Но ведь те, кого обижали, они же были людьми. Они же не виноваты были в том, что появились на этом свете. Это же случилось не по их воле. И если ты все-таки родился, тебе же должны быть доступны все человеческие радости? Или ты должен существовать только как объект насмешек? Но ведь и ты, и тот, кто тебя все время унижает, созданы по образу и подобию божьему, физиологически в вас нет никаких различий. Но, почему-то он имеет право на радости жизни, а ты нет… А ты готов обнять весь мир, ты летаешь во сне и грезишь о безумной любви, начитавшись книжек.
…
Тебе пять лет. Вы с товарищем во дворе играете с маленьким, пушистым котенком. Котенок весело бегает за импровизированным бантиком, кувыркается, подпрыгивает, вы веселитесь вместе с ним.

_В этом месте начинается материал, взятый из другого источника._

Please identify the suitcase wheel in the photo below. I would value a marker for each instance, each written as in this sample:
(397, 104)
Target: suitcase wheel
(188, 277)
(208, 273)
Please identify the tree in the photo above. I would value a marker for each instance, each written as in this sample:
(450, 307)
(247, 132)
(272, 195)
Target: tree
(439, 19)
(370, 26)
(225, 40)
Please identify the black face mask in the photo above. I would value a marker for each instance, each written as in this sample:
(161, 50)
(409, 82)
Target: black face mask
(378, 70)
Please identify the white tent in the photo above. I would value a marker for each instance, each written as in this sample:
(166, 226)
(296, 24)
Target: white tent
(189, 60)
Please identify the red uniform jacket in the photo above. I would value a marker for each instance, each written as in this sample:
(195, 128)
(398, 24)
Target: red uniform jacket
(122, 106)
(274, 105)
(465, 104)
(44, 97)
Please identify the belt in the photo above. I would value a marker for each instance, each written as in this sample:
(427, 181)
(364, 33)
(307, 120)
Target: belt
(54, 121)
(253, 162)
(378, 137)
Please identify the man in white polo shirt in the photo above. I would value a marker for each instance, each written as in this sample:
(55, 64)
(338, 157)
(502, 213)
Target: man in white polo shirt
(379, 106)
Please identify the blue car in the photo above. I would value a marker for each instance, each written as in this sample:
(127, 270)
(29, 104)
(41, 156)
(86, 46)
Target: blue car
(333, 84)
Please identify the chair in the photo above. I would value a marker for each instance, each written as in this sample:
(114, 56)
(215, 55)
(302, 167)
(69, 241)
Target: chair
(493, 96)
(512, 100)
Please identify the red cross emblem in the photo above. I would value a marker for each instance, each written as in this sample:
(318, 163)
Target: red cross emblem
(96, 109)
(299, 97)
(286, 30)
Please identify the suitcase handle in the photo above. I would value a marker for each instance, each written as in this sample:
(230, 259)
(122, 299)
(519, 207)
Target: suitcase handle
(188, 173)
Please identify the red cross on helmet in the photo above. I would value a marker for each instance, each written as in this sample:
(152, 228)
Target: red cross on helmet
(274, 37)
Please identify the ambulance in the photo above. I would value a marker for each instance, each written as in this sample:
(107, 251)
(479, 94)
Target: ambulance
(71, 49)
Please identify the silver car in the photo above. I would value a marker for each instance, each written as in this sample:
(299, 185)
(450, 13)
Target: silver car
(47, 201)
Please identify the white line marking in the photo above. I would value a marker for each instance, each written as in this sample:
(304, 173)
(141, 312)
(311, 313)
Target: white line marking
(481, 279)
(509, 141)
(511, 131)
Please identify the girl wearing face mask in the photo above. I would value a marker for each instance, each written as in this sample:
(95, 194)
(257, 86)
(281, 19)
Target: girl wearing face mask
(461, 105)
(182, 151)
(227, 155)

Подходит старший мальчишка:
Ой, какая киса!
Вы насторожились — от этого маленького, рыжего пацана можно было ждать всяких гадостей.
Мальчишка берет котенка на руки, гладит его, ничего не подозревающее животное начинает от удовольствия урчать и жмуриться.
И вдруг… мальчишка размахивается и со всей силы бьет котенка об асфальт.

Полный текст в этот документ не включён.